The EU Digital Euro: Privacy as the Political Problem
The European Central Bank’s digital euro project has moved into the preparation phase following the Governing Council’s decision in October 2023. The ECB has been explicit that the digital euro will include privacy protections — offline payments will be anonymous like cash, and online payments will be pseudonymous rather than fully transparent.
But the political debate in the European Parliament has been fierce. Concerns have centered on whether the ECB’s privacy commitments are legally binding and whether they could be overridden by law enforcement or intelligence requirements. The digital euro legislation must navigate the tension between the ECB’s preference for a payment instrument that Europeans will actually use (which requires credible privacy) and member states’ law enforcement interests (which favor transaction visibility).
The EU debate illustrates that even in jurisdictions with strong privacy cultures and legal traditions — GDPR is the global standard-setter for data protection — the surveillance capabilities of CBDCs create genuine political conflict.
The Fundamental Tension
The financial inclusion argument for CBDCs is most compelling in contexts where the barriers to banking are infrastructure-related rather than preference-related.
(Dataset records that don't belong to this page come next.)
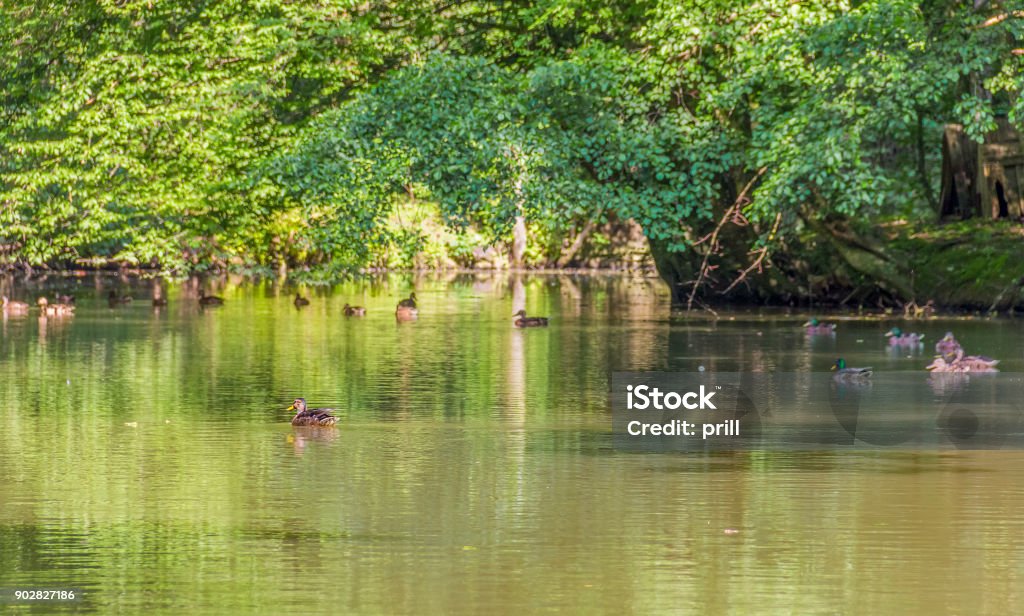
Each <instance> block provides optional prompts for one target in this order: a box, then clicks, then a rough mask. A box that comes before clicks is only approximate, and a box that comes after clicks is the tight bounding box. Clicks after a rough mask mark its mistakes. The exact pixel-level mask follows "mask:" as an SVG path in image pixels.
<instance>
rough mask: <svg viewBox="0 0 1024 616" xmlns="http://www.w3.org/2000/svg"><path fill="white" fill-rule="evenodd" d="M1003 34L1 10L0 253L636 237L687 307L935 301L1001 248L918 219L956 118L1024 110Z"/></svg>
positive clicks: (242, 256) (916, 24)
mask: <svg viewBox="0 0 1024 616" xmlns="http://www.w3.org/2000/svg"><path fill="white" fill-rule="evenodd" d="M1022 36H1024V2H995V1H985V0H974V1H972V2H962V1H950V0H927V1H914V2H911V1H906V0H891V1H863V2H858V1H842V0H841V1H833V0H828V1H824V0H821V1H814V0H812V1H808V2H794V1H791V0H760V1H755V2H749V1H738V0H677V1H673V2H657V1H644V0H637V1H632V0H606V1H585V0H536V1H527V0H521V1H515V0H510V1H505V2H501V1H467V0H463V1H460V0H410V1H403V2H380V1H364V2H355V1H335V2H330V1H324V2H309V3H306V2H301V3H292V2H282V1H280V0H279V1H262V2H232V1H226V2H215V1H211V2H199V3H193V2H173V1H172V2H152V1H148V0H147V1H133V0H123V1H116V2H115V1H100V2H76V3H71V5H70V6H57V5H53V4H50V3H42V2H28V1H11V2H4V3H3V5H2V6H0V58H3V59H2V60H0V266H7V267H14V266H24V265H28V266H32V267H40V266H46V267H57V268H60V267H81V266H108V265H131V266H137V267H152V268H156V269H160V270H162V271H164V272H168V273H177V274H183V273H188V272H195V271H206V270H211V269H225V268H236V269H241V270H245V271H262V270H273V269H279V268H281V267H290V268H296V267H299V268H310V269H311V271H314V272H317V274H316V275H323V276H333V275H337V274H344V273H346V272H352V271H357V270H359V269H365V268H371V267H416V266H419V267H422V266H427V267H432V266H433V267H436V266H452V265H459V266H472V265H474V264H479V263H480V261H481V259H483V260H488V259H489V260H490V262H495V261H499V260H511V261H512V262H513V263H514V264H521V265H524V266H552V265H555V266H564V265H570V264H572V263H573V262H575V261H579V259H580V258H581V255H583V254H584V253H586V251H587V250H591V251H592V252H593V250H594V247H595V246H597V247H601V246H602V245H608V244H614V243H617V241H624V239H623V238H624V237H628V236H629V232H625V233H624V232H618V233H617V234H616V233H615V231H616V229H617V230H618V231H622V230H623V229H624V228H625V229H629V228H636V229H640V230H641V231H642V234H643V235H644V236H645V237H646V239H647V241H648V243H649V246H650V250H651V254H652V255H653V259H654V261H655V262H656V264H657V267H658V270H659V272H660V273H662V275H663V277H664V278H665V279H666V280H667V281H669V282H670V284H671V285H672V288H673V296H674V299H676V301H677V302H692V301H693V300H694V298H695V297H705V296H709V295H719V296H721V295H722V294H725V295H727V296H729V297H744V298H776V299H783V300H784V299H785V298H787V297H788V298H792V297H806V296H808V295H812V296H820V297H822V298H830V299H834V300H836V301H839V300H841V299H842V300H843V301H848V300H850V299H851V298H853V299H855V300H859V301H863V300H865V299H878V300H882V301H886V300H892V301H900V300H908V299H911V298H919V297H921V296H922V293H923V292H922V290H921V289H920V287H921V284H923V283H927V282H922V280H926V281H927V280H929V279H934V281H933V282H932V283H931V284H932V285H931V288H929V289H928V290H927V292H925V293H927V294H929V295H932V296H934V295H936V294H939V295H941V294H940V292H941V287H942V284H943V283H944V282H947V280H945V279H944V278H943V277H942V276H940V275H937V274H936V273H935V271H931V270H929V271H919V269H920V268H921V267H924V268H925V269H929V268H932V269H934V268H941V267H943V266H945V262H944V261H943V258H942V257H941V254H942V253H941V251H938V250H937V249H936V247H937V246H939V247H941V246H949V245H950V244H949V241H950V238H949V235H950V233H952V234H953V235H955V236H954V237H953V239H952V245H956V246H961V245H964V244H968V245H974V244H975V243H974V241H971V240H970V238H971V237H974V236H976V235H978V234H979V233H982V234H985V235H984V237H987V239H984V237H983V238H982V241H983V243H984V244H983V245H981V246H980V247H978V248H979V250H982V252H981V253H979V254H977V255H975V254H974V253H969V254H967V256H962V257H959V258H958V259H959V260H961V261H964V260H967V261H970V262H971V263H972V267H974V268H975V269H978V268H981V272H980V273H979V272H974V273H970V274H965V275H968V280H969V281H970V280H977V279H980V278H983V277H984V276H985V275H986V274H987V270H985V269H984V266H983V265H984V264H985V263H989V264H990V263H992V261H993V259H994V260H997V259H998V258H999V256H1000V255H1001V257H1002V258H1004V259H1006V255H1007V253H1008V251H1009V252H1011V253H1013V252H1014V251H1016V252H1017V253H1019V246H1020V237H1019V234H1018V233H1016V231H1014V230H1013V229H1010V228H1007V229H995V230H993V227H992V226H991V225H987V226H985V227H984V228H983V227H982V226H980V225H978V224H975V223H961V225H959V226H954V227H953V228H952V229H951V230H950V229H948V228H943V229H934V228H932V226H931V225H932V223H933V221H934V220H935V219H936V209H937V207H938V199H939V195H938V184H939V163H940V155H941V149H940V143H941V134H942V128H943V126H944V125H945V124H947V123H959V124H963V125H964V126H965V129H966V131H967V133H968V134H969V135H971V136H972V137H973V138H975V139H978V140H980V139H981V138H982V137H983V136H984V135H985V134H986V133H987V132H988V131H991V130H993V129H994V127H995V120H996V118H997V117H1007V118H1009V120H1010V121H1011V122H1017V121H1018V120H1019V118H1020V117H1021V116H1022V114H1024V101H1022V100H1021V99H1020V97H1019V92H1020V91H1021V86H1022V81H1024V73H1022V72H1021V65H1022V63H1021V62H1022V61H1024V49H1022V47H1024V43H1022V42H1021V41H1022ZM1008 224H1009V223H1008ZM628 225H634V227H629V226H628ZM637 225H638V226H637ZM965 238H967V239H965ZM634 239H635V237H634ZM936 241H939V244H936ZM922 243H925V244H922ZM943 243H945V244H943ZM488 247H489V252H486V249H488ZM985 251H989V252H985ZM991 251H995V253H991ZM495 255H498V257H495ZM920 255H925V256H926V257H923V258H924V259H925V264H924V265H922V264H914V259H915V258H918V256H920ZM993 255H994V256H993ZM979 260H980V261H979ZM978 263H981V264H982V265H978ZM928 264H931V265H928ZM1004 269H1005V268H1004ZM1021 273H1022V276H1024V272H1021ZM959 274H964V272H959V273H958V274H957V275H959ZM1002 275H1004V274H1001V273H1000V274H999V276H1002ZM1006 275H1008V276H1010V277H1009V278H1007V280H1010V282H1009V283H1011V284H1012V283H1013V280H1015V279H1017V278H1016V276H1017V274H1016V273H1014V272H1011V273H1009V274H1006ZM972 276H973V277H972ZM953 277H955V276H953ZM1021 279H1022V280H1024V277H1022V278H1021ZM1005 282H1006V280H1005V279H1004V278H1002V277H999V278H998V279H994V280H990V281H989V283H988V284H986V285H985V289H986V291H985V292H984V294H983V295H984V297H979V298H977V299H978V302H977V303H979V304H982V303H984V302H985V301H986V298H987V297H988V295H985V294H989V295H994V292H992V293H991V294H990V293H989V290H990V289H991V290H995V289H996V288H999V289H1002V288H1004V287H1005ZM936 285H938V289H936ZM1019 287H1020V285H1019V284H1018V288H1017V289H1014V290H1013V291H1012V292H1011V293H1010V295H1009V296H1008V298H1009V299H1008V300H1007V301H1010V302H1011V303H1012V302H1014V300H1013V297H1014V294H1019V293H1020V289H1019ZM1004 291H1006V290H1005V289H1004ZM1004 295H1006V294H1005V293H1004ZM1000 297H1001V296H1000ZM972 301H973V300H972ZM1000 301H1002V300H1000ZM968 303H971V302H968Z"/></svg>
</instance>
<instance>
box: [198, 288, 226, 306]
mask: <svg viewBox="0 0 1024 616" xmlns="http://www.w3.org/2000/svg"><path fill="white" fill-rule="evenodd" d="M199 305H200V306H223V305H224V298H218V297H217V296H215V295H206V292H205V291H203V290H202V289H200V290H199Z"/></svg>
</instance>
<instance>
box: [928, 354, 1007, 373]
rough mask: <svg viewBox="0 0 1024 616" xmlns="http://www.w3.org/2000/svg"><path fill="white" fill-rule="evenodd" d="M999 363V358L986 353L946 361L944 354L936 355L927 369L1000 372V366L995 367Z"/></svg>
mask: <svg viewBox="0 0 1024 616" xmlns="http://www.w3.org/2000/svg"><path fill="white" fill-rule="evenodd" d="M997 363H999V360H998V359H992V358H991V357H985V356H984V355H966V356H961V357H959V358H957V359H954V360H952V361H946V359H945V357H943V356H942V355H936V356H935V359H934V360H933V361H932V363H930V364H928V365H927V366H926V367H925V369H927V370H929V371H932V372H998V371H999V370H998V368H996V367H995V365H996V364H997Z"/></svg>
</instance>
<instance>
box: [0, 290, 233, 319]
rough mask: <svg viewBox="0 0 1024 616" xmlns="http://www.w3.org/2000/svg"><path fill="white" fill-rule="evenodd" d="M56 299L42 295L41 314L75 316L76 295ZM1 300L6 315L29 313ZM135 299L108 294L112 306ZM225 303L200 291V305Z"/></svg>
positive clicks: (159, 302)
mask: <svg viewBox="0 0 1024 616" xmlns="http://www.w3.org/2000/svg"><path fill="white" fill-rule="evenodd" d="M54 299H56V302H52V303H51V302H50V301H49V300H48V299H46V298H45V297H41V298H39V299H38V300H37V301H36V304H37V306H39V311H40V314H42V315H43V316H73V315H74V314H75V296H73V295H57V296H55V298H54ZM0 300H2V301H3V303H2V305H0V312H2V313H3V314H5V315H23V314H28V313H29V305H28V304H27V303H25V302H16V301H13V300H11V299H9V298H8V297H7V296H0ZM133 301H134V299H133V298H132V297H131V296H129V295H119V294H118V292H116V291H111V292H110V293H109V294H106V304H108V305H109V306H110V307H111V308H117V307H118V306H124V305H126V304H131V303H132V302H133ZM223 304H224V299H223V298H219V297H217V296H215V295H206V292H205V291H202V290H201V291H200V292H199V305H200V306H222V305H223ZM153 305H154V307H158V308H159V307H161V306H166V305H167V298H164V297H159V296H158V297H155V298H153Z"/></svg>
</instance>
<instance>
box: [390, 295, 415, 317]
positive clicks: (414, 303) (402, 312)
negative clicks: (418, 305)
mask: <svg viewBox="0 0 1024 616" xmlns="http://www.w3.org/2000/svg"><path fill="white" fill-rule="evenodd" d="M419 315H420V311H419V310H418V309H417V308H416V294H415V293H412V294H410V295H409V299H408V300H402V301H400V302H398V306H397V307H396V308H395V309H394V317H395V318H396V319H398V320H399V321H412V320H416V319H417V317H419Z"/></svg>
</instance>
Where commercial banks simply do not serve certain populations because it is not profitable to do so, a central bank with a different mandate can provide services the private market will not.
But financial inclusion and surveillance are not fully separable in the CBDC architecture. A system that reaches the unbanked is a system that records the transactions of the unbanked. The question is not whether to accept some tradeoff between inclusion and privacy — that tradeoff is inherent — but rather what legal and technical safeguards can bound the surveillance capability that inclusion necessarily creates.
The answers to that question will differ by jurisdiction, by political culture, and by the trustworthiness of the governments involved. A digital euro backed by GDPR and ECB independence is a different proposition from a digital yuan backed by the Chinese Communist Party’s Social Credit System.
For policymakers, the CBDC dilemma ultimately comes down to a question about institutional trust: do the populations that need financial inclusion most have governments they trust enough to accept programmable central bank money? In many of the countries where the inclusion need is greatest, the answer to that question is complicated.